#### Conference abstracts

Session B6 - Multiresolution and Adaptivity in Numerical PDEs

July 13, 14:30 ~ 14:55 - Room T1

## Local estimates for the discrete (p-)harmonic functions for fully adaptive meshes

### Lars Diening

### University of Bielefeld, Germany - lars.diening@uni-bielefeld.de

It is well known that harmonic functions and p-harmonic functions have higher interior regularity. In 1957 De~Giorgi introduced a new technique that allows for example to estimate the maximum of the solution on a ball by an mean integral of the solution on an enlarged ball. A similar result holds for $p$-harmonic functions.

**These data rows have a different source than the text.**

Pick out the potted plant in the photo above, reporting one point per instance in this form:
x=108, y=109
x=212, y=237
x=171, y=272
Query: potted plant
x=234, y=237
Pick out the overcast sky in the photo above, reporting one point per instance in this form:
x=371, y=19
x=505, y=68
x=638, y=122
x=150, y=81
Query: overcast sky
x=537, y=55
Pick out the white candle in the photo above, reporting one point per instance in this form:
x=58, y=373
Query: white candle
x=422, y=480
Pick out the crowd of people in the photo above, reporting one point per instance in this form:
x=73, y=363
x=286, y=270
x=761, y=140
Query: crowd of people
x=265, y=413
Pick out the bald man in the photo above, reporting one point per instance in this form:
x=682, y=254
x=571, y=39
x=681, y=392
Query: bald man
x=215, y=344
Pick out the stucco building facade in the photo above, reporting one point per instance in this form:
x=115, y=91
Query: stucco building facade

The proof is based on subtle Cacciopoli estimates using truncation operators. In this talk we present similar estimates for discretely harmonic and $p$-harmonic functions. Our solutions can be scalar valued as well as vector valued, which makes a big difference for~$p$-harmonic functions.

Various results already exist in this direction for harmonic functions (e.g. Schatz-Wahlbin '95). However, the main obstacle in this direction even in the linear case is adaptivity. All of the results obtained so far, require that the mesh size does not vary too much locally. Our approach differs in such that we allow for arbitrary highly graded meshes (still shape regular). However, our approach uses certain properties of the Lagrange basis functions. This restrict our approach at the moment to acute meshes and linear elements. The proof of our result is based on a discretized version of the De~Giorgi technique.

Joint work with Toni Scharle (Oxford University, Great Britain).